Berkshire Hathaway (BRK.B) had liquidity of $118 billion at the end of the first quarter. The company is adding ~$4 billion in operating cash flows every month. The numbers are expected to rise to $150 billion by the end of 2018 if there are no major investment portfolio expansions or acquisitions.
CEO Warren Buffett has indicated a big-ticket acquisition in 2018, but concerns about low valuation show that making deals in this market would be a daunting task.
Berkshire’s current liquidity forms 24% of its market cap. There is increasing pressure on Berkshire to put that money to use to generate a return on equity or to provide returns in the form of dividends and repurchases.

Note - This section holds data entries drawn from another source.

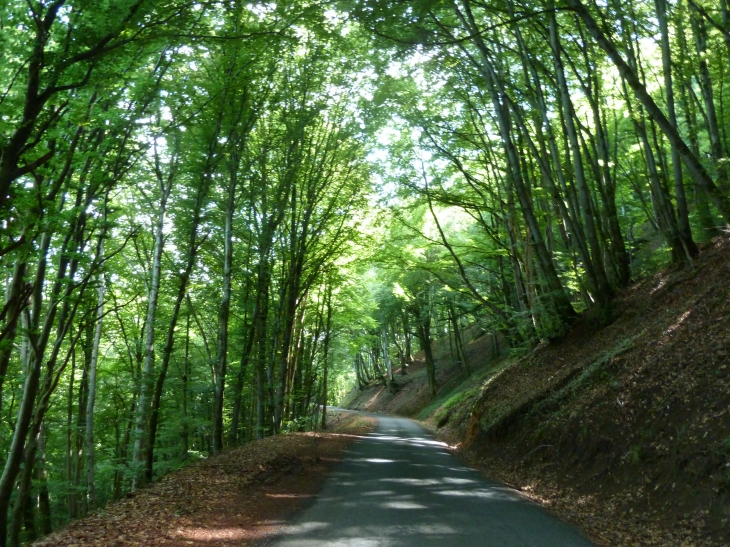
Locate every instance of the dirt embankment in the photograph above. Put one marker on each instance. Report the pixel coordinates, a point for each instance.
(237, 498)
(624, 429)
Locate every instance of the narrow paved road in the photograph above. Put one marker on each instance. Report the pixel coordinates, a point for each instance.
(398, 487)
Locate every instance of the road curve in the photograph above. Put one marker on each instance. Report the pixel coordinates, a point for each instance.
(398, 487)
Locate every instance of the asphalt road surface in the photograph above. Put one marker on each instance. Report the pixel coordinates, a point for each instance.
(398, 487)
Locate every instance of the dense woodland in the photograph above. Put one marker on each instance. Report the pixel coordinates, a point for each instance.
(218, 216)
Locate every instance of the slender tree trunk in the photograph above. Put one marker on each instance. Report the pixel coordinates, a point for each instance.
(93, 363)
(695, 168)
(147, 378)
(325, 353)
(221, 360)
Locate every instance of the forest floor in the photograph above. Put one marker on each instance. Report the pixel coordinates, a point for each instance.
(623, 430)
(240, 497)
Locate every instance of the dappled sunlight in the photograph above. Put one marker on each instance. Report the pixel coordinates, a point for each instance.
(398, 487)
(403, 505)
(213, 535)
(676, 324)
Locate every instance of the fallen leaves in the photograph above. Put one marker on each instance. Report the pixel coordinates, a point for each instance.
(230, 499)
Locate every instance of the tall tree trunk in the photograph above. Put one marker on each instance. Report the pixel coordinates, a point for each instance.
(221, 360)
(93, 363)
(325, 353)
(153, 292)
(682, 209)
(694, 166)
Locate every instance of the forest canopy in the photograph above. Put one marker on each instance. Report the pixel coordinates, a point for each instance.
(218, 217)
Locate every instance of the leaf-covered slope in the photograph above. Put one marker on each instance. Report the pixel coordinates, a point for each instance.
(623, 429)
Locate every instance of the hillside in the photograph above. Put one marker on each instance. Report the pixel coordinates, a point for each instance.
(622, 429)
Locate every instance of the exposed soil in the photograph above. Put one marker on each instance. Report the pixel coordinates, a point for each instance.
(622, 429)
(240, 497)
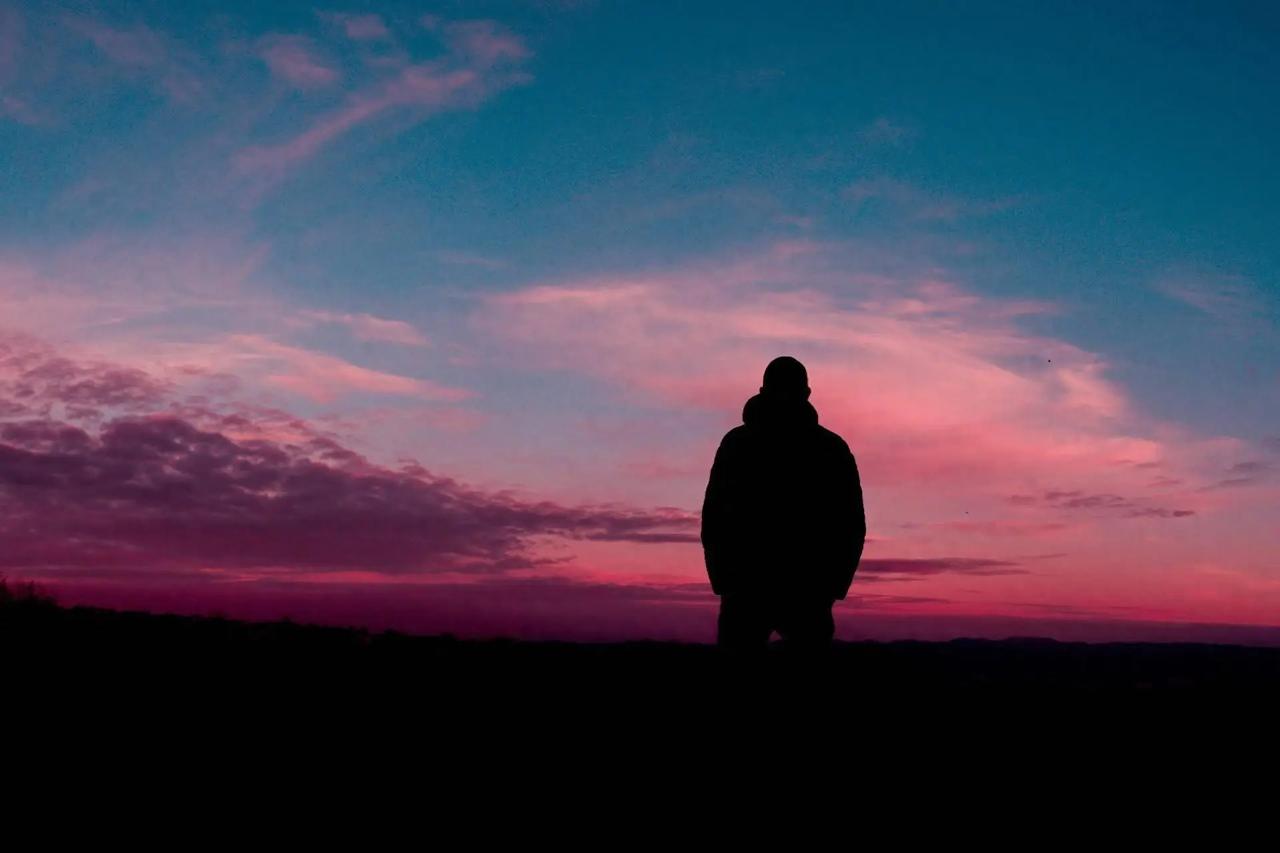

Berkshire hasn’t rewarded its shareholders with dividends. It has put a buyback policy in place without any fixed amount with a couple of conditions:
- trailing valuation of lower than 1.2x of book value
- liquidity of $20 billion or higher
Berkshire is currently trading at a price-to-book value of 1.42x, far higher than the set limit. Hence, shareholder rewards seem less likely—at least at its current valuation.
On the dry powder or liquidity front, select alternative managers (XLF), including the Blackstone Group (BX) and KKR & Co. (KKR), have seen high liquidity in 2017. However, traditional asset managers, including BlackRock (BLK) and T. Rowe Price Group (TROW), have relatively low liquidity.
Seeking minority stakes
Berkshire Hathaway’s investment portfolio was valued at $197 billion at the end of the first quarter, forming ~40% of its current market cap. Buffett could expand his investment portfolio by focusing on global names outside of the United States as well as by targeting Chinese companies amid subdued valuations following a 20% fall in the broader market.
Global fund allocation could allow Berkshire to generate a higher return on equity in the current scenario, in which US companies are garnering high valuations.